Hay noches que dividen el mundo. Una es la del ruido y la máscara; la otra, la del silencio y el alma. Una se disfraza de muerte para reírse de ella… y hacerse su incauta presa; la otra contempla la muerte para comprender la vida. Entre ambas se alza, como una frontera luminosa, el Don Juan Tenorio de José Zorrilla: la gran catequesis poética de España frente a la trivialidad pagana y peor aun, el espanto satánico que hoy llaman los nuevos bárbaros, Halloween.
Desde hace más de siglo y medio, el Tenorio se representa en los días en que la Iglesia celebra a Todos los Santos y a los Fieles Difuntos. Y no es casual: en esos días en que el corazón cristiano piensa en el purgatorio y el cielo, en el juicio, la muerte y la misericordia, el verso de Zorrilla sube al escenario para recordarnos lo único necesario. No es simple tradición escénica: para el alma española es un sacramental de la eternidad.

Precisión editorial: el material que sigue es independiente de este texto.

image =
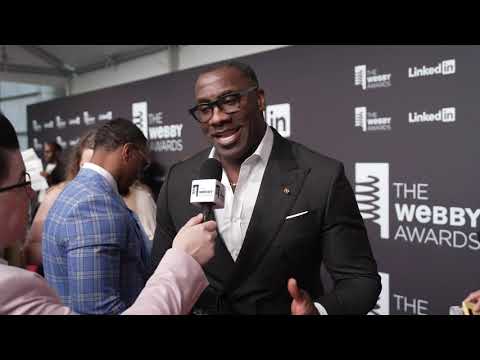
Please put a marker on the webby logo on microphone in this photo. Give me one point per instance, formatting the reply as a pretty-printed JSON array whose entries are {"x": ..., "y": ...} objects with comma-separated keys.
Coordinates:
[{"x": 372, "y": 194}]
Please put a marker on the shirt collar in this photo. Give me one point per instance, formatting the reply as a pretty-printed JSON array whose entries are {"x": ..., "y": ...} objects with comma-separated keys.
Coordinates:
[
  {"x": 104, "y": 173},
  {"x": 263, "y": 150}
]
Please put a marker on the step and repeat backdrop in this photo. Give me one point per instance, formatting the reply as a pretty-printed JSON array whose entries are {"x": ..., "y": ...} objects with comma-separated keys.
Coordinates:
[{"x": 402, "y": 119}]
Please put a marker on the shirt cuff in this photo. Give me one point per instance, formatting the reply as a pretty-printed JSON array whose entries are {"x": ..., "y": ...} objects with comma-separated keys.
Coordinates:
[{"x": 320, "y": 308}]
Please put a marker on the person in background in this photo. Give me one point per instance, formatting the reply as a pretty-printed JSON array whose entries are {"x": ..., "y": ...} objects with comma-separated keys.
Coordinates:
[{"x": 173, "y": 288}]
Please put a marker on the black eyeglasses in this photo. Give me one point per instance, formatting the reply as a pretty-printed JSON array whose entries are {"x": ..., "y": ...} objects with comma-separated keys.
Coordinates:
[
  {"x": 27, "y": 182},
  {"x": 228, "y": 103}
]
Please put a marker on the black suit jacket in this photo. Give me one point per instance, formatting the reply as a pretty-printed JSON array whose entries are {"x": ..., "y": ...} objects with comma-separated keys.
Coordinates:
[{"x": 276, "y": 249}]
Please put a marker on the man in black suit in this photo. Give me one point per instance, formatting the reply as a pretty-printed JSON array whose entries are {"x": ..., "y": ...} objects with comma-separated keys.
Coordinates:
[{"x": 287, "y": 210}]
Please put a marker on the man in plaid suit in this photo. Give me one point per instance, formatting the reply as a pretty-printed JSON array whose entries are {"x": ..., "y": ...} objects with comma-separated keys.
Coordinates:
[{"x": 93, "y": 246}]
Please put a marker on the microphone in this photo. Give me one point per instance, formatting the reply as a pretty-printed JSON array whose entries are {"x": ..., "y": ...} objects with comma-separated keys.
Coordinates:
[{"x": 208, "y": 192}]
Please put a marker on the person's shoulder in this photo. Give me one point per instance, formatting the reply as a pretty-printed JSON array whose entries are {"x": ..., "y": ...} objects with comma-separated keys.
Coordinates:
[
  {"x": 309, "y": 157},
  {"x": 19, "y": 279}
]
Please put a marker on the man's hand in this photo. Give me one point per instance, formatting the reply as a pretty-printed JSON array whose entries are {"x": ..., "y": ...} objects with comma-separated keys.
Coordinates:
[
  {"x": 474, "y": 298},
  {"x": 302, "y": 303},
  {"x": 197, "y": 239}
]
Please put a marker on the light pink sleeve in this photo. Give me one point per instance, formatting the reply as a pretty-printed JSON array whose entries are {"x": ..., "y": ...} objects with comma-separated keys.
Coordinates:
[
  {"x": 173, "y": 289},
  {"x": 26, "y": 293}
]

Mientras en tantas partes del mundo se encienden calabazas huecas y se exaltan, siniestras, las brujas de feria, España, fiel a su temple, enciende cirios. En las calles del consumo suenan risas huecas; en el Burlador de Sevilla resuenan versos que estremecen.

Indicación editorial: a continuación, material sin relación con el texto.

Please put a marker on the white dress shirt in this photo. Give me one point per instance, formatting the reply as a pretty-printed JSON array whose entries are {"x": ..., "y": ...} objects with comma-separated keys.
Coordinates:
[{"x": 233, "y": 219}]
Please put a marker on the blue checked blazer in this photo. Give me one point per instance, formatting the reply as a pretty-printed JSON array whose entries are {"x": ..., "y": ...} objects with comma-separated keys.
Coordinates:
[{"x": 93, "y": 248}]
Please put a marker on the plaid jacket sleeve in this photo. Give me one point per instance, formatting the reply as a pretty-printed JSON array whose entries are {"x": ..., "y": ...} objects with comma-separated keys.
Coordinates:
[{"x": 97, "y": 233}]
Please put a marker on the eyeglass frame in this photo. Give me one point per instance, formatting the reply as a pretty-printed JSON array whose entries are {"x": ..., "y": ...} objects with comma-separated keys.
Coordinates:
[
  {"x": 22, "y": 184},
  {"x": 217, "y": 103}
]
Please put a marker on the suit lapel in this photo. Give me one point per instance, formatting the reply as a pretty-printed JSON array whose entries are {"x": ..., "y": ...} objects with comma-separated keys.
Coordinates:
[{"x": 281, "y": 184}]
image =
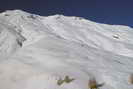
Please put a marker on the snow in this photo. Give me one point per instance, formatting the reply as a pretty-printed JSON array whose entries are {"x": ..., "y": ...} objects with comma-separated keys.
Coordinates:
[{"x": 36, "y": 51}]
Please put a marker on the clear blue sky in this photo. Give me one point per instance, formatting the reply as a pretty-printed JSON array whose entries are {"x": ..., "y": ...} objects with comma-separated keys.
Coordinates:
[{"x": 103, "y": 11}]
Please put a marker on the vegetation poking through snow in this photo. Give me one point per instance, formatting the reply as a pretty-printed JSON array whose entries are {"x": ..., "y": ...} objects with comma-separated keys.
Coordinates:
[
  {"x": 67, "y": 79},
  {"x": 93, "y": 84}
]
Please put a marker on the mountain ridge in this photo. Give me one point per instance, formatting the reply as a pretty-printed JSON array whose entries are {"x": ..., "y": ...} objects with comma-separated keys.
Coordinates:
[{"x": 47, "y": 49}]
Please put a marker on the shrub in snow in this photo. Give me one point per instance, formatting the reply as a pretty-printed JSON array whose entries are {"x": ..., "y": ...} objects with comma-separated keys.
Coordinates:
[
  {"x": 93, "y": 84},
  {"x": 67, "y": 79}
]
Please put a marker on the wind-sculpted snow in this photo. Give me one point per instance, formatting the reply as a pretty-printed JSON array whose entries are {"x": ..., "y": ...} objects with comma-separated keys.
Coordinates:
[{"x": 60, "y": 52}]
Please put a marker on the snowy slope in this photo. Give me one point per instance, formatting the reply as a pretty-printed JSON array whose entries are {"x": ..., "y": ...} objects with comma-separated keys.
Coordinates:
[{"x": 37, "y": 51}]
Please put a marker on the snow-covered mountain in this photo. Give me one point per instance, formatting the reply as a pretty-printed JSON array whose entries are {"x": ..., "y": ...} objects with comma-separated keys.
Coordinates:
[{"x": 36, "y": 52}]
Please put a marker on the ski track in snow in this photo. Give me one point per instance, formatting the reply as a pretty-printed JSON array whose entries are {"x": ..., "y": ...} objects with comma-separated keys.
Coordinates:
[{"x": 37, "y": 51}]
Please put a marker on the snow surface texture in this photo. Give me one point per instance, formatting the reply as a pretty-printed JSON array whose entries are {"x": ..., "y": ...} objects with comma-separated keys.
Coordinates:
[{"x": 37, "y": 51}]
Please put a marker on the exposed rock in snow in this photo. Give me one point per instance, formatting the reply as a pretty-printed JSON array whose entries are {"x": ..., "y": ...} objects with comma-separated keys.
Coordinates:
[{"x": 60, "y": 52}]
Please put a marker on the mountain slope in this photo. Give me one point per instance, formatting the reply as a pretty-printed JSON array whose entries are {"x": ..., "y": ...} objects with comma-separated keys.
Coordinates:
[{"x": 44, "y": 50}]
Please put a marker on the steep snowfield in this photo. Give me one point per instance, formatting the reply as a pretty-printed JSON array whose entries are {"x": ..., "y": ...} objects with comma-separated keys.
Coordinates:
[{"x": 36, "y": 52}]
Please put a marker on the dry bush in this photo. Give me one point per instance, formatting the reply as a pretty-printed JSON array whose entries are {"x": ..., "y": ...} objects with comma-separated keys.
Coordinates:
[{"x": 93, "y": 84}]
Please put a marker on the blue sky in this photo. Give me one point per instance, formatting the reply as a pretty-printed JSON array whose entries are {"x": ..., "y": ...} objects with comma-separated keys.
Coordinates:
[{"x": 103, "y": 11}]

Halloween es la mueca grotesca de un mundo sin alma: la exaltación de la fealdad, el culto al miedo sin esperanza, el grito vacío de quien ya no cree en nada. El Tenorio, en cambio, es el grito arrepentido del que todavía puede salvarse. El primero nace de la estupidez —sí, de la estupidez— de una cultura que ha convertido la muerte en mercancía y el infierno en espectáculo; el segundo, de la sabiduría de un pueblo que sabe mirar la muerte sin perder la fe.

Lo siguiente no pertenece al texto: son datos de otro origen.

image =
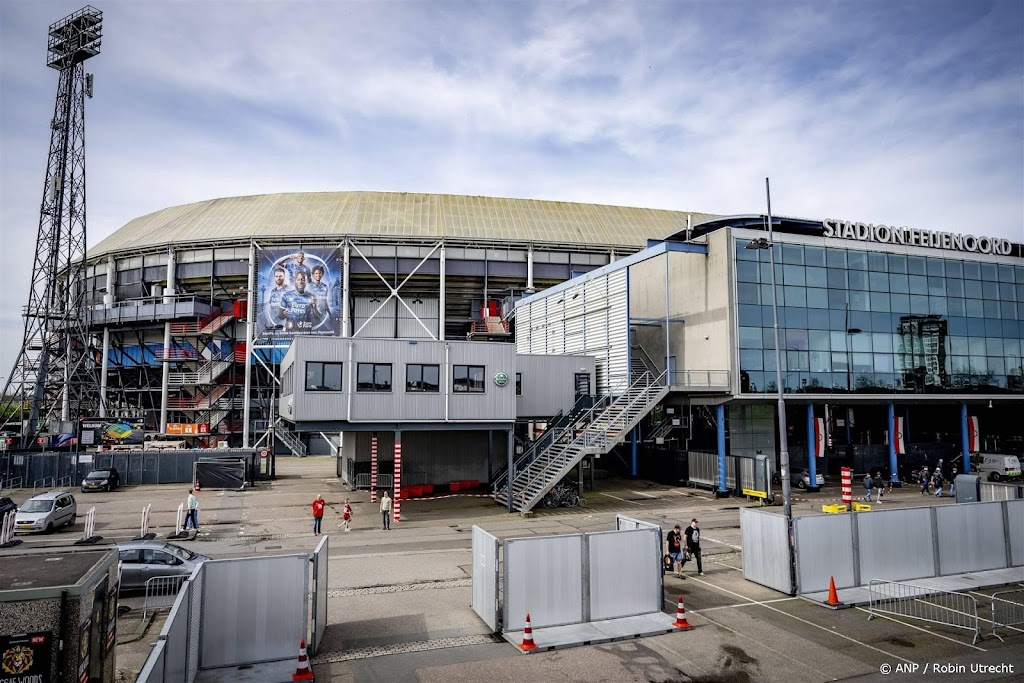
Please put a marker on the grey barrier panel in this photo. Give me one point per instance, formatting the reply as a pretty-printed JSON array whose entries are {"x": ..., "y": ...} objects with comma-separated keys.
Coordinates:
[
  {"x": 254, "y": 609},
  {"x": 543, "y": 577},
  {"x": 320, "y": 594},
  {"x": 1015, "y": 515},
  {"x": 197, "y": 585},
  {"x": 625, "y": 572},
  {"x": 824, "y": 550},
  {"x": 972, "y": 538},
  {"x": 484, "y": 571},
  {"x": 153, "y": 670},
  {"x": 766, "y": 559},
  {"x": 894, "y": 545},
  {"x": 175, "y": 635}
]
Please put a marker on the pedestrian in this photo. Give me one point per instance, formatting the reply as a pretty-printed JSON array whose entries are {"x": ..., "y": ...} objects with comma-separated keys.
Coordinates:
[
  {"x": 346, "y": 516},
  {"x": 192, "y": 514},
  {"x": 317, "y": 514},
  {"x": 693, "y": 545},
  {"x": 674, "y": 548},
  {"x": 386, "y": 510}
]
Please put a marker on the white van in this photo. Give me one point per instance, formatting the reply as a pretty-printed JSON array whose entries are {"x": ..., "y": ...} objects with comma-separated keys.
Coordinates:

1. Catequesis de verdades eternas
Zorrilla no escribió un tratado de teología, pero el Dios eterno y remunerador trasmina en sus versos. Don Juan Tenorio es, sin proponérselo, un tratado sobre los novísimos. Allí están todos: la vida que se gasta, la muerte que sorprende, el juicio que llega, el infierno que amenaza, el cielo que perdona. Don Juan, símbolo de la soberbia humana, comienza proclamando:
“Aquí está Don Juan Tenorio,
y no hay hombre para él;
desde la princesa altiva
a la que pesca en ruin barca,
no hay hembra a quien no suscriba,
y cualquier empresa abarca
si en oro o valor estriba.”
El mundo lo celebra por su audacia, como hoy se celebra el descaro, el poder, el placer, el éxito inmediato. Pero detrás de su jactancia suena ya la voz del juicio:
“Yo a las cabañas bajé,
yo a los palacios subí;
la razón atropellé,
la virtud escarnecí;
a la justicia burlé,
y a las mujeres vendí,
y en todas partes dejé
memoria amarga de mí.”
Es la confesión del hombre moderno. La voz del que ha creído que podía vivir sin Dios. Y de pronto, el eco del Evangelio retumba bajo el verso: “¿De qué le sirve al hombre ganar todo el mundo, si pierde su alma?” (Mc 8,36).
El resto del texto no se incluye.